How to Improve Your Organization’s Succession Planning
Each year, we ask our Vistage members to identify the issues they process most frequently in their groups. And each year, succession planning is among the top topics of conversation. In a recent article in CFO Journal, Mark Buthman talks about how he worked with the leadership team at Kimberly-Clark to select his replacement as CFO for the company. Buthman’s longstanding goal of wanting to retire at 55 was made possible, in part, because they engaged proactively in a process of responsible succession planning. Unfortunately, unless you’re in a Vistage group, where this comes up all the time, or you work for a complex organization like Kimberly-Clark, which takes succession planning seriously, it gets pushed to the back burner far too often.
It’s important, but do you have a plan in place?

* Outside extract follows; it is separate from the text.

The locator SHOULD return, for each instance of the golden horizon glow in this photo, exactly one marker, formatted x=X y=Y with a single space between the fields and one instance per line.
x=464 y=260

In a recent study conducted by The Institute of Executive Development, Stanford University Rock Center for Corporate Governance, and Stanford’s Graduate School of Business, the executives that were interviewed all believe succession planning is important, yet they admitted that their organizations are not doing nearly enough about it.
Key findings from the study include:
- Companies do not know who is next in line to fill senior executive positions.
- Companies do not have an actionable process in place to select senior executives.
- Companies plan for succession to “reduce risk” rather than “to find the best successors.”
- Roles are not defined and often they are not followed.
- Succession plans are not connected with coaching and internal talent development programs.
For more information about the findings and for recommendations on how to improve your organizational succession and talent development program, I invite you to read the 2014 Report on Senior Executive Succession Planning and Talent Development. I will also point you to a terrific Executive Street post written by Marc Emmer, where he outlines an 8-step succession plan you may find very helpful.
Succession planning should not only be about reducing risk; it has to be about finding the best successors. If you do that, your legacy as CEO won’t simply be about what you did while you had the job, it will be what you prepared the company to achieve long after.